A young driver by the name of Jan Magnussen was making his debut for the team in a first full season in Formula One that promised much. But his race was over on the opening lap after a collision with Ralf Schumacher and he was replaced after only seven races with a solitary point to his name.
Sixteen years later, another Magnussen made his Australian Grand Prix debut but this time the young Dane lived up to expectations and delivered in style with a fine drive to third. He was later promoted to second following Daniel Ricciardo’s disqualification and in doing so became the first rookie since Jacques Villeneuve in 1997 to achieve such a feat.

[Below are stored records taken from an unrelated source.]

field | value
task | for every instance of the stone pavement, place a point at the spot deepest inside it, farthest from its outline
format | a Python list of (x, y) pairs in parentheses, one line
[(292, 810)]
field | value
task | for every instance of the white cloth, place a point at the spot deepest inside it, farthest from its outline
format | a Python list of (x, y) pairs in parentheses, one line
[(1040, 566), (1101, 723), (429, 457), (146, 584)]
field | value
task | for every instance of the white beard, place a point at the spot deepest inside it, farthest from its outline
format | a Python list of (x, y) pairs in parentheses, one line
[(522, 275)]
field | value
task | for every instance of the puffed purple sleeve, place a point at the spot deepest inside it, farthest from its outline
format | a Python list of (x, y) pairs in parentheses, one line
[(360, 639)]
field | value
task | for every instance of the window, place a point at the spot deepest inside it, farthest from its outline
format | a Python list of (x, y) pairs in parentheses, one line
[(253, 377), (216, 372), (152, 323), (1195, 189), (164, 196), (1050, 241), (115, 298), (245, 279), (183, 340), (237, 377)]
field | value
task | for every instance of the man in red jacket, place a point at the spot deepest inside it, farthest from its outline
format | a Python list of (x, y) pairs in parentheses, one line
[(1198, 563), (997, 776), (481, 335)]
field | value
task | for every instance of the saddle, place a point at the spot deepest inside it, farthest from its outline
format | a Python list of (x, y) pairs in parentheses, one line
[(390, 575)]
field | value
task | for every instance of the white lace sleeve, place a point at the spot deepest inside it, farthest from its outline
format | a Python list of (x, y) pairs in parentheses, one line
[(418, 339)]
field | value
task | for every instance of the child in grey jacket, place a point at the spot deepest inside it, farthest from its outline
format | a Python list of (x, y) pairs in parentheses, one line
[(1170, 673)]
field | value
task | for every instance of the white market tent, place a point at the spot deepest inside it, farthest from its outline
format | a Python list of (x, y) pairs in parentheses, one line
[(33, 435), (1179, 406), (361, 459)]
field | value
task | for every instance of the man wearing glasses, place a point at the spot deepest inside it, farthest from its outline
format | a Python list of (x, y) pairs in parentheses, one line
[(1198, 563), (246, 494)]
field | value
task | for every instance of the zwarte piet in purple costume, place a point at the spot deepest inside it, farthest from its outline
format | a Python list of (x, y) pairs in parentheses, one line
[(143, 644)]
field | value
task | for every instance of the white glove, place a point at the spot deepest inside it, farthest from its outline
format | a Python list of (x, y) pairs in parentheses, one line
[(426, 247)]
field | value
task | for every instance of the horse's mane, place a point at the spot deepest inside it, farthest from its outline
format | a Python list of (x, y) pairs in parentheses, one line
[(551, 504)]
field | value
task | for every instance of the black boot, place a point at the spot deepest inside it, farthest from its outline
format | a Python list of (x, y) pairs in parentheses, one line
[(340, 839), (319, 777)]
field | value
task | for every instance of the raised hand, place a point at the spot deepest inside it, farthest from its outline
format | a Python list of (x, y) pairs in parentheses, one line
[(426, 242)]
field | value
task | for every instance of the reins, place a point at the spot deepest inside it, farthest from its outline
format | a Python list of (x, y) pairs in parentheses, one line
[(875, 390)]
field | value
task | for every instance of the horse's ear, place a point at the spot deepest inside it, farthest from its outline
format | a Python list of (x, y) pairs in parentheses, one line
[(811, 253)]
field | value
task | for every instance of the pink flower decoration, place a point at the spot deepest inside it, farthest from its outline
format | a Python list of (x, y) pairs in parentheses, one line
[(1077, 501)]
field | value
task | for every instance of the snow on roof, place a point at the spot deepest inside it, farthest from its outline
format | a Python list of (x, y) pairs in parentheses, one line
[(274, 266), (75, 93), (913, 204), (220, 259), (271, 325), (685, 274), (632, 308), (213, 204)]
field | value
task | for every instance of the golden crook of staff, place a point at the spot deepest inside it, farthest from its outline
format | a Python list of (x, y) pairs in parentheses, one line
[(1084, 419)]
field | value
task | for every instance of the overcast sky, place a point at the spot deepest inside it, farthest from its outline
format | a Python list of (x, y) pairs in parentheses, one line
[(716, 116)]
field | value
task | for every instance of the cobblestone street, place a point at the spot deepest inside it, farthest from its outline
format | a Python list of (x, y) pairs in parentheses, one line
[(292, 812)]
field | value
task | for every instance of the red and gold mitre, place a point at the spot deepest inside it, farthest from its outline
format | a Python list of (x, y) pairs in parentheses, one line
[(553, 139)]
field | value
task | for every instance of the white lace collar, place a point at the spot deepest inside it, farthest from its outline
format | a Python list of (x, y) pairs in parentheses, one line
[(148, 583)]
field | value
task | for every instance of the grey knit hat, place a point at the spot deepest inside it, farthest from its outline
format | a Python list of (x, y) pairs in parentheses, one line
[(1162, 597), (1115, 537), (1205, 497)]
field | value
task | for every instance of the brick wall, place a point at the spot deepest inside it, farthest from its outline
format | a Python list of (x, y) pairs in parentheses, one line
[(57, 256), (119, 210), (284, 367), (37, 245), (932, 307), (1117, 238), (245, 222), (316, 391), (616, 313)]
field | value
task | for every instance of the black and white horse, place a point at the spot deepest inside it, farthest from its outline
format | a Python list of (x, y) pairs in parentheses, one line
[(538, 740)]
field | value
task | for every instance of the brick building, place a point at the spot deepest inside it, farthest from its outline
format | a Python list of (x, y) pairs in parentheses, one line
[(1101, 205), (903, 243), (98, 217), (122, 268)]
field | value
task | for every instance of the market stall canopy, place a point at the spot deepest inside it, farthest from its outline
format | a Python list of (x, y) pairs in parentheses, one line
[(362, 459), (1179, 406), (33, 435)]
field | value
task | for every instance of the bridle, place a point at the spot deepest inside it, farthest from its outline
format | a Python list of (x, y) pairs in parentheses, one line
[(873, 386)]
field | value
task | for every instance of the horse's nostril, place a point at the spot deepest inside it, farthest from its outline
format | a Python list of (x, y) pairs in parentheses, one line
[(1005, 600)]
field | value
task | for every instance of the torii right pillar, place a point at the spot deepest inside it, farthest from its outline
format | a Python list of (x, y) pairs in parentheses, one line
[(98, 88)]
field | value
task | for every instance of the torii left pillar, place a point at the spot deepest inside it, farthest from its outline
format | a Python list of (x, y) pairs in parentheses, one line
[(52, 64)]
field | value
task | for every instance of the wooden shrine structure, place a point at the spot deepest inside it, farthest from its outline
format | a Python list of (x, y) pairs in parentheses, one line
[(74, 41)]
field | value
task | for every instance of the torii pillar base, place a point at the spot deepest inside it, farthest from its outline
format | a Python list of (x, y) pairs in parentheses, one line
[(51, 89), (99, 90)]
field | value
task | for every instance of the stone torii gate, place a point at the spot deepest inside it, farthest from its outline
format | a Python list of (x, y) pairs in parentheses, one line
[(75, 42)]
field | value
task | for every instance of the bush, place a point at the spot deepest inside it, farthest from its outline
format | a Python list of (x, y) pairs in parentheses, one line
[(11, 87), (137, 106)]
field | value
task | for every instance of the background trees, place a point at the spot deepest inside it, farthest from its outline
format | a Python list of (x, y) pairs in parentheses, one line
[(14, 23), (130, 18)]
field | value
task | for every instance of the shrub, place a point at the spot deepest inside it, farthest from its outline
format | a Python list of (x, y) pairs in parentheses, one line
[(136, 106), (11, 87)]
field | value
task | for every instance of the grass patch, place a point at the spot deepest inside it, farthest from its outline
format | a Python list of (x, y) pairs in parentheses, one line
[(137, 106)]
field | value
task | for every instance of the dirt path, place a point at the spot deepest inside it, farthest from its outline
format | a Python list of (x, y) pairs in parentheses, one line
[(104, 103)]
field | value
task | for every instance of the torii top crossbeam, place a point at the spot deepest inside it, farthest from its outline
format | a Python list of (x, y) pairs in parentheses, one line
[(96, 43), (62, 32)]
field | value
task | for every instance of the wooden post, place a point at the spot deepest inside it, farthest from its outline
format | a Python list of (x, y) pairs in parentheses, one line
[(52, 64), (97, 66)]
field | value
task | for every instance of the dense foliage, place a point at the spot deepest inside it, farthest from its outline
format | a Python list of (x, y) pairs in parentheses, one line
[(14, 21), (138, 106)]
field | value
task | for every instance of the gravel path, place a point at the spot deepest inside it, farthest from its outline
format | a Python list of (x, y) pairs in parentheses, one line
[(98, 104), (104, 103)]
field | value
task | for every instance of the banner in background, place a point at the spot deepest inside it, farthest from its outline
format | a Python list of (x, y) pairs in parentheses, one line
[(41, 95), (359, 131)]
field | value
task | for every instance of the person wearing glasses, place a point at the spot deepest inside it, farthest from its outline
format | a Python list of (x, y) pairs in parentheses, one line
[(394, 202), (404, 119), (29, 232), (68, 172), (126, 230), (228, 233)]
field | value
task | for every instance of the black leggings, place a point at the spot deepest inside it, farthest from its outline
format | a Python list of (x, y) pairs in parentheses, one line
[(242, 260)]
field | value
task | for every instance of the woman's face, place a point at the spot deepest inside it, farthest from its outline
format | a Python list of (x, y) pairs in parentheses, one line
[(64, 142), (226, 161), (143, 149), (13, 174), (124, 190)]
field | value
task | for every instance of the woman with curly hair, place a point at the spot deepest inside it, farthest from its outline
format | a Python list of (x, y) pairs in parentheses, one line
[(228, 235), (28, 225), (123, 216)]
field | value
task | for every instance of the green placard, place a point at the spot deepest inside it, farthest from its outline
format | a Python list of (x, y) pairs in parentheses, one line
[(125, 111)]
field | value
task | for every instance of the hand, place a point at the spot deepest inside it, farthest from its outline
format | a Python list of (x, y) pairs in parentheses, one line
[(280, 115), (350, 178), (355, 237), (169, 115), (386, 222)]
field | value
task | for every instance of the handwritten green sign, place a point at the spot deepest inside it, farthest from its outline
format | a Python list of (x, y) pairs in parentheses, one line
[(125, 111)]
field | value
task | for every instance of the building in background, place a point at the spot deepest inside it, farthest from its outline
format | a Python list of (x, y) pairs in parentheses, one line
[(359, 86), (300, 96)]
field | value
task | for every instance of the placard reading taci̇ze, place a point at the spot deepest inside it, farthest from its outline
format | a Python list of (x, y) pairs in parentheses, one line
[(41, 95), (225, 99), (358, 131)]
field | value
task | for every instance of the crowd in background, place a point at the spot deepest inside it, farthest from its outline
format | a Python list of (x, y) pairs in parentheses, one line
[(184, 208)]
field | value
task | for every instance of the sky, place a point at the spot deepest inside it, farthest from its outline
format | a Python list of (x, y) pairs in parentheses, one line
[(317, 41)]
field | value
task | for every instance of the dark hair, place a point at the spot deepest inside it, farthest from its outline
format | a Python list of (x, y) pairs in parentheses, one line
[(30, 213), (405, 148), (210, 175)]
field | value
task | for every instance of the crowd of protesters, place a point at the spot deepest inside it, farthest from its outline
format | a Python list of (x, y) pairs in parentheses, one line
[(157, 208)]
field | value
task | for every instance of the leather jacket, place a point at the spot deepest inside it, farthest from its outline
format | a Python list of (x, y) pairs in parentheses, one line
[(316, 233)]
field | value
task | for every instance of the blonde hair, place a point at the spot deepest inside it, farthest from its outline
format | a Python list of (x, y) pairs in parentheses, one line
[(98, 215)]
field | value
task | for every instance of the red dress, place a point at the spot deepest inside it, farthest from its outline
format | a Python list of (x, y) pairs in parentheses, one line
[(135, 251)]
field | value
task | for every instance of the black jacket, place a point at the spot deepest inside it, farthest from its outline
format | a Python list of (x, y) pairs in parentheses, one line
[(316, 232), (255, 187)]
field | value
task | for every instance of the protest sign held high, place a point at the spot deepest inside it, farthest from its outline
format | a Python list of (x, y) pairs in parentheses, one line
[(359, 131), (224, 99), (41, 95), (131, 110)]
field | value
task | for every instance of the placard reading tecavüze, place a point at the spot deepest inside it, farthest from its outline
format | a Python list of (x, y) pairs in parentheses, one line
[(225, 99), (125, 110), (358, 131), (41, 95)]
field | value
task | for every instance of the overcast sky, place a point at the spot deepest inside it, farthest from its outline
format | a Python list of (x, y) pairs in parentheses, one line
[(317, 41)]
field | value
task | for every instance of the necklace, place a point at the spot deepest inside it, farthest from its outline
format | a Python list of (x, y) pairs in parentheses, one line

Whilst the hype surrounding Jan’s F1 career proved a false dawn, there is every reason to suggest that Kevin is very much the real deal.
Pre-season testing suggested that Magnussen could be a major contender for podiums and even wins in 2014. He topped the combined timesheets in the opening test at Jerez and was quickest on the second day of the first Bahrain test.
If his stellar form in pre-season testing came as a surprise to some, McLaren group CEO Ron Dennis was certainly not one of them. It was Dennis who recognised outstanding potential in Magnussen during last season’s Abu Dhabi test and it was a deciding factor in the Dane replacing Sergio Perez in the team.
Dennis was quoted on crash.net ahead of his F1 debut:
I think what got everybody's attention was when we gave him an opportunity to drive the car in Abu Dhabi after the race. I think his third timed lap would have put him sixth on the grid. If you think about that you think 'hold on a second, the circuit's grippy, it held a race the day before' but equally circuits get dirty too; there are marbles which don't get cleaned up that quickly. So the balance between how much was true pace, but then you contrast it with the other people running, that was impressive.
He impressed from the first test and he will have an exceptional career, I'm quite sure about that. He has got a steely determination; I don't think he's going to whinge when he gets a few knocks and he's certainly going to keep Jenson [Button] honest, that's for sure.
And keep Jenson Button honest he certainly did, finishing a place ahead of his experienced team-mate following a remarkable debut drive. Not only did Magnussen out-qualify the 2009 world champion in challenging wet conditions but also barely put a foot wrong from start to finish in maintaining his track position behind Daniel Ricciardo following Lewis Hamilton’s retirement.
The stats also show that Magnussen was consistently quick during the race, setting the fastest time of all in the second sector and third fastest of all in the first sector.
|Magnussen v Button in Australia|
|Fastest race lap||1:32.917||1:33.186|
|Best sector times||1. 30.981 / 2. 24.245 / 3. 37.383||1. 31.189 / 2. 24.403 / 3. 37.400|
The manner of such a mature drive from someone so young was not lost on team boss Eric Boullier, as quoted on Autosport.
He did an incredible weekend. He never put a foot wrong, he drove like a mature driver, an experienced driver, and I have to say I'm amazed because he is only 21 and he handled the pressure very nicely. It was not an easy weekend with a lot of challenging conditions, but I'm delighted and very impressed. [He was] brilliant.
McLaren’s double podium finish means that they lead the constructors’ standings after the opening round, a far cry from last season’s disastrous showing. But after Nico Rosberg’s dominant victory, the team is well aware that more hard work lies ahead.
And there appears little danger of Magnussen getting carried away with his remarkable start, at least not if Dennis has anything to do with it.
The Telegraph’s Daniel Johnson was one reporter in Melbourne who witnessed the McLaren CEO giving his latest protegee a word of advice to make sure he remains grounded.
“A very wise old man went into his house and nailed to the ceiling was a pair of shoes. I asked what they were for, and he said they were his son’s shoes. ‘Every time he sees them it reminds him to keep his feet on the ground’, [the man said]. I will put some in your [Kevin’s] hotel room.”
From what we’ve seen so far from the ice-cool Dane, he won’t require such measures to keep his feet on the ground. Of course, there will be lows as well as highs, and there will be times this season when Button outperforms him.
But there’s every reason to believe that what we witnessed in Australia could be the start of something very special.